Pierneef’s success in developing a distinctive style of landscape painting which resonated with the contemporary Afrikaner cultural and political concerns meant that his paintings were collected as status symbols by those who considered themselves to be ‘true Afrikaners’ The majority of Pierneef’s wealthy patrons lived an urban existence and the paintings became almost displaced fragments of the land itself; magical totems invoking the land in its purity and stillness. Not only were the landscapes representations of remote ‘natural’ places, desired from within the confines of the city, but also they became integrated into the narration of the past, the political ambition for the future and the construction of Afrikaner identity.
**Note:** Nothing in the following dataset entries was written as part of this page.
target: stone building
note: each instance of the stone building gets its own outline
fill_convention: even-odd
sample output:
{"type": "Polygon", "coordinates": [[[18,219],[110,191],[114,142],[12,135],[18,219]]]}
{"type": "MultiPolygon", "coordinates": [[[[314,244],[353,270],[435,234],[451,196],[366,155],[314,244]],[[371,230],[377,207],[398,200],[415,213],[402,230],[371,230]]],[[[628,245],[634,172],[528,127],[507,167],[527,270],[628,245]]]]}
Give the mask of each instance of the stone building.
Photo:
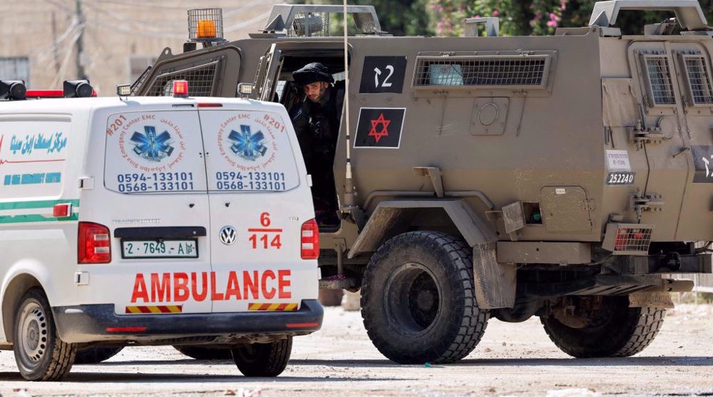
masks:
{"type": "Polygon", "coordinates": [[[100,96],[131,83],[164,47],[182,51],[187,10],[222,9],[225,38],[263,27],[284,0],[2,0],[0,78],[60,88],[81,68],[100,96]],[[83,51],[78,56],[78,48],[83,51]]]}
In other words, Pierneef ‘didn’t celebrate South Africa’s people, he celebrated the land itself’—land that, in his view, belonged to the white Afrikaners and not to its black, native populations. As John Peffer wrote in 2003:

In Pierneef’s painting the South African landscape is cast as God’s land, and by extension the providence of His Chosen People, the Afrikaner volk. His view of Apies River, Pretoria, is one purged of any evidence of the Ndebele and other African people who were defeated by Boer commanodoes and scattered as labor onto white farms near Pretoria after 1883. Also erased from the picturesque landscape of rolling hills and bubbling stream is any hint of the city of Pretoria itself, especially the Union Buildings, which would have been an irksome reminder of British rule. Pierneef’s landscapes represent a form of idyl more extreme even than the utopic fantasies of some of his Afrikaner Nationalist colleagues. […] For Pierneef the landscape was frozen in a state of empty apartness, perpetually ready for white settlement, and timelessly open for the prospect of white prosperity.

Pierneef’s art will be joining my repertoire of teaching texts that, while seemingly neutral, can pack an intense ideological punch.

'Thorn Tree at Dusk' by Jacob Pierneef
‘Thorn Tree at Dusk’ by Jacob Pierneef

If you’re in the London area, I highly recommend ‘South Africa: The Art of a Nation’. It runs until 26 February 2017, and features a wide selection of South African art, from a variety of cultural and political backgrounds.